Una hermandad entre obras y dos decisiones opuestas: James Joyce decide sobrevivir a su obra, mientras que Virginia Woolf decide lo contrario: dejar de existir. Este ha sido tema de numerosos investigadores, tales como el psicoanalista Jacques Lacan, quien ha dictado su seminario sobre la psicosis basándose en el Ulises de Joyce, El artista adolescente, Dublineses, la biografía de Italo Svevo y otras obras.

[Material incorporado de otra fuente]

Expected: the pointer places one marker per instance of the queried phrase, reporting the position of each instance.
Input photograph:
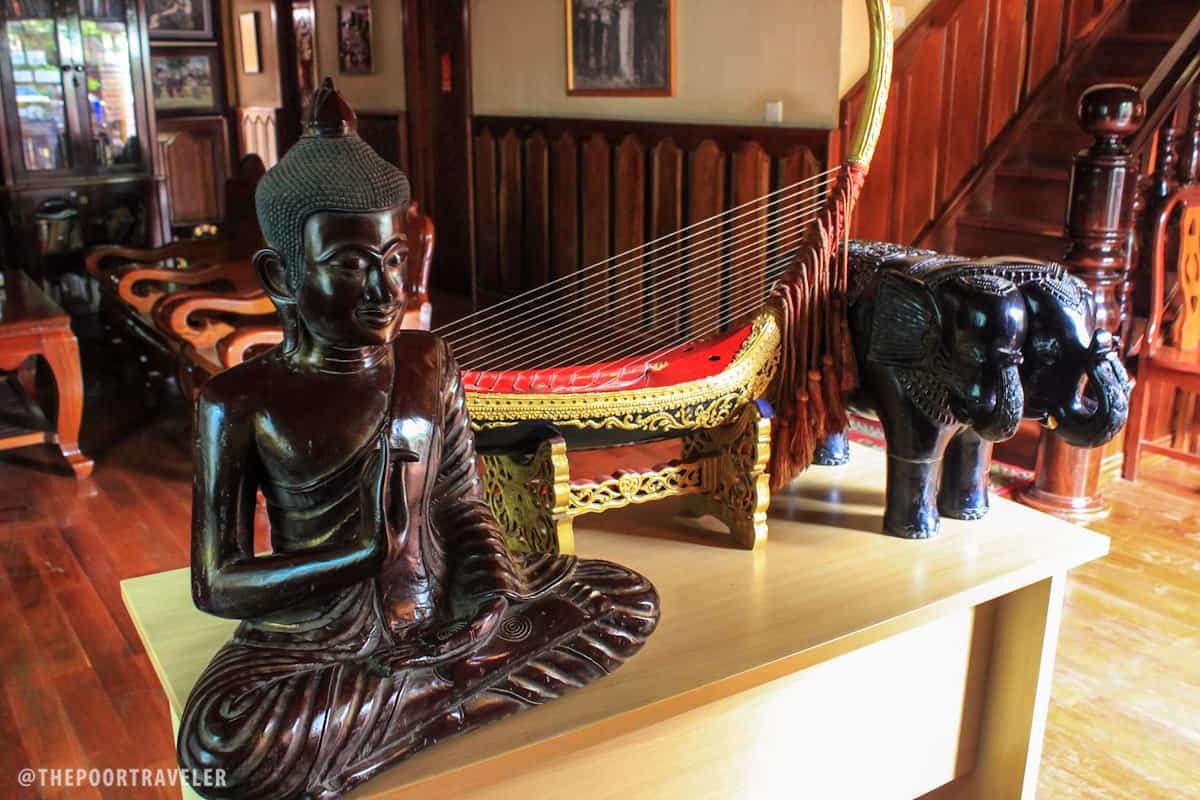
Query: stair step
(1049, 144)
(981, 236)
(1126, 55)
(1031, 194)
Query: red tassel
(811, 304)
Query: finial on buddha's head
(328, 169)
(329, 114)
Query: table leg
(1024, 643)
(63, 354)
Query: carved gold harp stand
(726, 334)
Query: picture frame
(179, 19)
(355, 31)
(621, 49)
(251, 54)
(186, 80)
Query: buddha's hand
(450, 641)
(373, 492)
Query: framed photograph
(179, 18)
(621, 47)
(185, 80)
(247, 26)
(354, 38)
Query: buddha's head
(333, 215)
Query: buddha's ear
(271, 274)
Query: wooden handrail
(1162, 91)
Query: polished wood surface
(1014, 197)
(195, 156)
(990, 58)
(1099, 226)
(1159, 365)
(79, 691)
(827, 583)
(33, 325)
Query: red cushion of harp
(679, 365)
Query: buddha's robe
(315, 699)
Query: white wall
(732, 56)
(856, 48)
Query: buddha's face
(353, 289)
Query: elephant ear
(907, 324)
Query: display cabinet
(77, 132)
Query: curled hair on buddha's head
(329, 169)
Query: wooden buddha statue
(389, 614)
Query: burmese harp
(682, 335)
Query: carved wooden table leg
(61, 352)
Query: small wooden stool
(31, 324)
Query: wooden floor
(78, 691)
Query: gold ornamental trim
(702, 403)
(879, 83)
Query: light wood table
(833, 662)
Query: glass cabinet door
(108, 82)
(39, 74)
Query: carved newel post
(1099, 224)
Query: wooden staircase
(1018, 202)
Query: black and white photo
(621, 47)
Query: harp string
(503, 325)
(786, 222)
(637, 306)
(519, 331)
(706, 301)
(702, 227)
(619, 364)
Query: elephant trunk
(1001, 422)
(1092, 417)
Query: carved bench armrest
(132, 286)
(173, 313)
(233, 347)
(193, 250)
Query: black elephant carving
(945, 404)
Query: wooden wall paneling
(551, 221)
(597, 223)
(564, 209)
(629, 233)
(258, 131)
(1005, 64)
(1045, 37)
(748, 228)
(666, 217)
(963, 139)
(383, 132)
(706, 257)
(487, 254)
(195, 157)
(919, 112)
(537, 209)
(511, 226)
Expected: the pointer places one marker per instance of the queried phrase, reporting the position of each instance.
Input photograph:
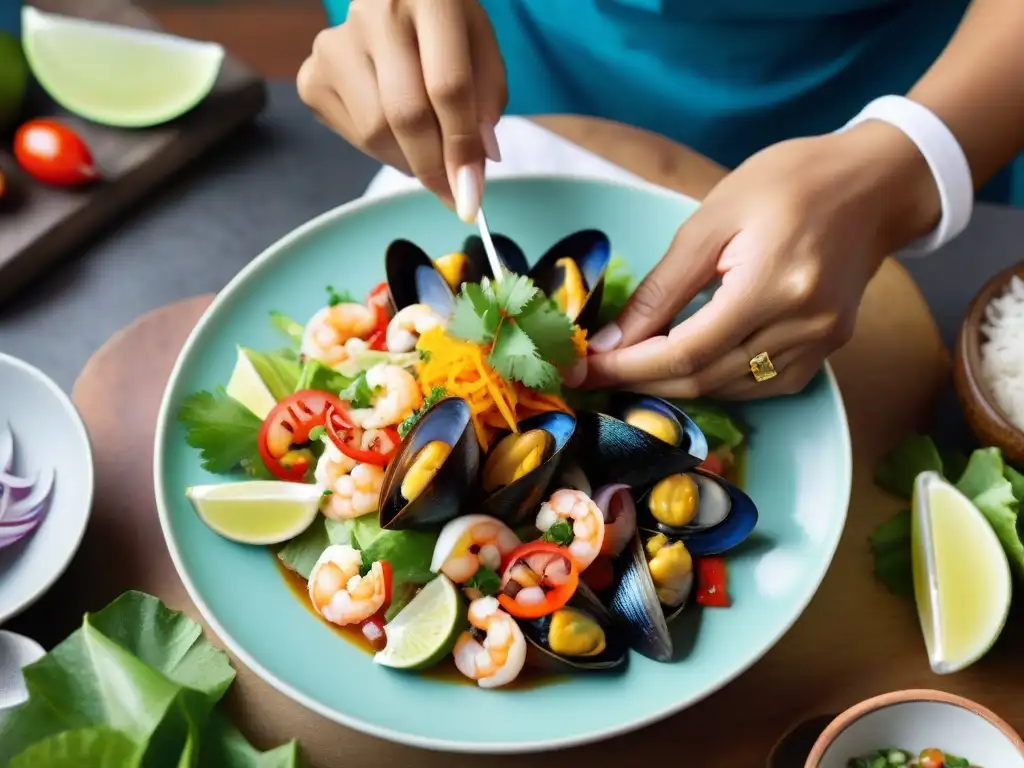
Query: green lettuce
(136, 685)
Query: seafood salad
(424, 475)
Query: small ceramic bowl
(915, 720)
(48, 432)
(989, 424)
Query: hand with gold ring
(795, 233)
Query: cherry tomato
(536, 557)
(711, 583)
(53, 154)
(347, 437)
(287, 428)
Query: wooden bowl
(916, 720)
(988, 422)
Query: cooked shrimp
(407, 327)
(588, 523)
(396, 395)
(500, 658)
(339, 593)
(469, 542)
(325, 335)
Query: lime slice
(961, 576)
(425, 631)
(117, 75)
(257, 512)
(247, 387)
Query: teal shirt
(724, 77)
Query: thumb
(687, 266)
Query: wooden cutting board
(41, 224)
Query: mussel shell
(614, 655)
(477, 264)
(616, 452)
(413, 279)
(449, 493)
(591, 250)
(635, 605)
(707, 538)
(516, 502)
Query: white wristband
(944, 157)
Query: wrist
(897, 186)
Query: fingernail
(489, 139)
(467, 193)
(577, 374)
(606, 339)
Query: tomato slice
(287, 429)
(348, 438)
(540, 578)
(711, 583)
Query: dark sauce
(445, 672)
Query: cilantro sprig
(527, 336)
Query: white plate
(48, 431)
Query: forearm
(976, 87)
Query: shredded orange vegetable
(461, 368)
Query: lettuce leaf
(137, 684)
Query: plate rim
(87, 495)
(443, 744)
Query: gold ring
(762, 368)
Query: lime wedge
(426, 630)
(247, 387)
(115, 75)
(961, 576)
(257, 512)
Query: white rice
(1003, 352)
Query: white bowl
(48, 431)
(916, 720)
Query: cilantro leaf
(514, 357)
(550, 330)
(476, 315)
(559, 534)
(287, 326)
(437, 393)
(280, 371)
(899, 468)
(358, 392)
(485, 582)
(890, 544)
(514, 292)
(223, 430)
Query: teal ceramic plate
(799, 473)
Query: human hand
(796, 233)
(417, 84)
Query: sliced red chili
(348, 439)
(712, 583)
(286, 430)
(539, 579)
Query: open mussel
(430, 481)
(521, 465)
(638, 440)
(708, 512)
(414, 279)
(654, 580)
(582, 636)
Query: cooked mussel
(638, 440)
(521, 465)
(708, 512)
(414, 279)
(653, 583)
(429, 482)
(580, 636)
(571, 272)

Lacan advierte el efecto “curativo” que dicha obra ejerce sobre Joyce y denomina como sympton a este proceso psíquico sanador. Y lo propone como única salida artística posible a la compleja conformación psíquica de Joyce. Otra de las sorpresas que el estudio de la obra de Joyce le depara a Lacan estriba también en el tono. Descubre similitud entre el mismo y el utilizado por el propio Lacan en sus seminarios. Admite, entre líneas, que no existe otro modo de desestabilizar un discurso establecido más que desde la ironía y el sarcasmo, ni otra focalización adecuada que el mirarse a sí mismo, mientras mira hacia fuera –ese desdoblamiento– tal cual sería la base de trabajo del psicoanálisis. Y agrega que sería la proyección sobre las cosas lo que termina revelando la subjetividad. Evita Lacan, además, el término “pacientes”, reemplazándolo por analizante o interesado, en tanto les reconoce su lugar en la esfera de trabajadores, horadadores de la propia psiquis.

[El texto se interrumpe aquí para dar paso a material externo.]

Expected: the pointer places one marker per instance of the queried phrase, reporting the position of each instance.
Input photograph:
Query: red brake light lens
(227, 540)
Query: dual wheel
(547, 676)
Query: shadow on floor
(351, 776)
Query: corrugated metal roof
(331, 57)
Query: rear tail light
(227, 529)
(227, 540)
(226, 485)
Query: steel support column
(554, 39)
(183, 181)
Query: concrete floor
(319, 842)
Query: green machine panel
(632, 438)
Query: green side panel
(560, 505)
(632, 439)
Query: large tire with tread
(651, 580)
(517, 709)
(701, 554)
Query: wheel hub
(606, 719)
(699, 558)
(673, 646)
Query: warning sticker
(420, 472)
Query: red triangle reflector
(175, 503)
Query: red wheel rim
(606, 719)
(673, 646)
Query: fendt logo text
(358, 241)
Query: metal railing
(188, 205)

Podríamos, tal vez, acercar el tema del psicoanálisis –me digo– dado el carácter de introspección de la obra. No solo porque ambos creadores –Woolf y Joyce– ahondaron en su psiquis a tal punto de servir de referentes también en las investigaciones de Freud, sino porque las decisiones en ambas obras se producen en el cruce entre deseo y necesidad, dos caros conceptos al psicoanálisis.

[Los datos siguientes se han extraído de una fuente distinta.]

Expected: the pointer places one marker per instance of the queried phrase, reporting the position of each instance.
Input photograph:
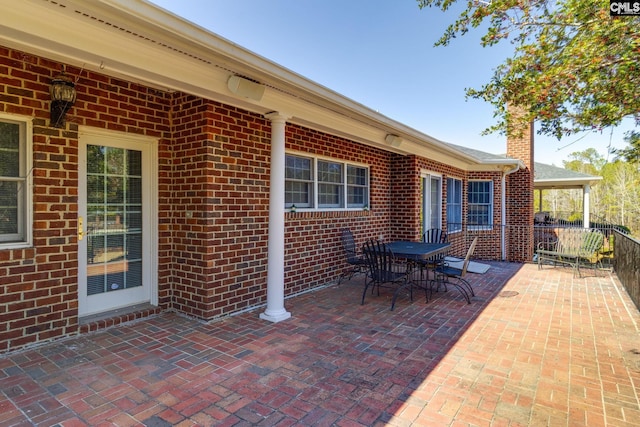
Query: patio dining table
(417, 250)
(418, 253)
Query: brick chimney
(519, 192)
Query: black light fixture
(63, 96)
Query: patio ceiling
(549, 177)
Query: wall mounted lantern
(63, 96)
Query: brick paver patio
(537, 348)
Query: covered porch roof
(138, 41)
(549, 177)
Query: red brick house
(171, 181)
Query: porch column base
(276, 316)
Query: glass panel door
(114, 266)
(114, 219)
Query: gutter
(503, 206)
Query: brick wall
(313, 251)
(213, 189)
(519, 215)
(38, 285)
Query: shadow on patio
(533, 348)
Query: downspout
(503, 207)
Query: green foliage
(631, 153)
(574, 67)
(615, 200)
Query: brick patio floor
(537, 348)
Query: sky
(380, 53)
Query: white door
(116, 259)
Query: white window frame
(427, 177)
(23, 238)
(488, 205)
(454, 226)
(343, 203)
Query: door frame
(149, 146)
(426, 177)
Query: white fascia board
(565, 183)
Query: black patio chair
(448, 275)
(385, 271)
(357, 263)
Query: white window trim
(457, 230)
(491, 206)
(26, 150)
(427, 174)
(344, 163)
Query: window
(357, 186)
(480, 208)
(15, 188)
(330, 183)
(338, 185)
(298, 187)
(454, 205)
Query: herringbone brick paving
(535, 348)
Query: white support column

Otro elemento para destacar: el tiempo que transcurre. Eso –que en principio es una fluctuación que se desarrolla sin mayor importancia durante los actos diarios– será, por el efecto ineludible, aunque moratorio de la marcación del tiempo en el Big Beng, la figura omnipresente: el paso del tiempo hacia el final del día. Adquirirá entonces –ese tiempo transcurrido– el carácter de pérdida o de ganancia –disolución o conformación– de nuestra interioridad.
Será el acercamiento a estas obras que nos preceden una fuente de aprendizaje sobre la densidad que nos ocupa y la que reclamará su atención un día cualquiera. Ese día habremos de responder a nuestra interioridad organizándole una fiesta social, o asistiendo a ella sin convicción, por casualidad, o concurriendo involuntariamente desde la boca de alguien, tal vez como noticia de última hora.
Será entonces la fiesta y nuestro modo de estar en ella la representación de nuestra propia vida.
Sobre estos apuntes desordenados solo me resta tomar una decisión: vestirme con alguno de sus enfoques y acudir a la fiesta de la crítica que mi propio deseo ha convocado.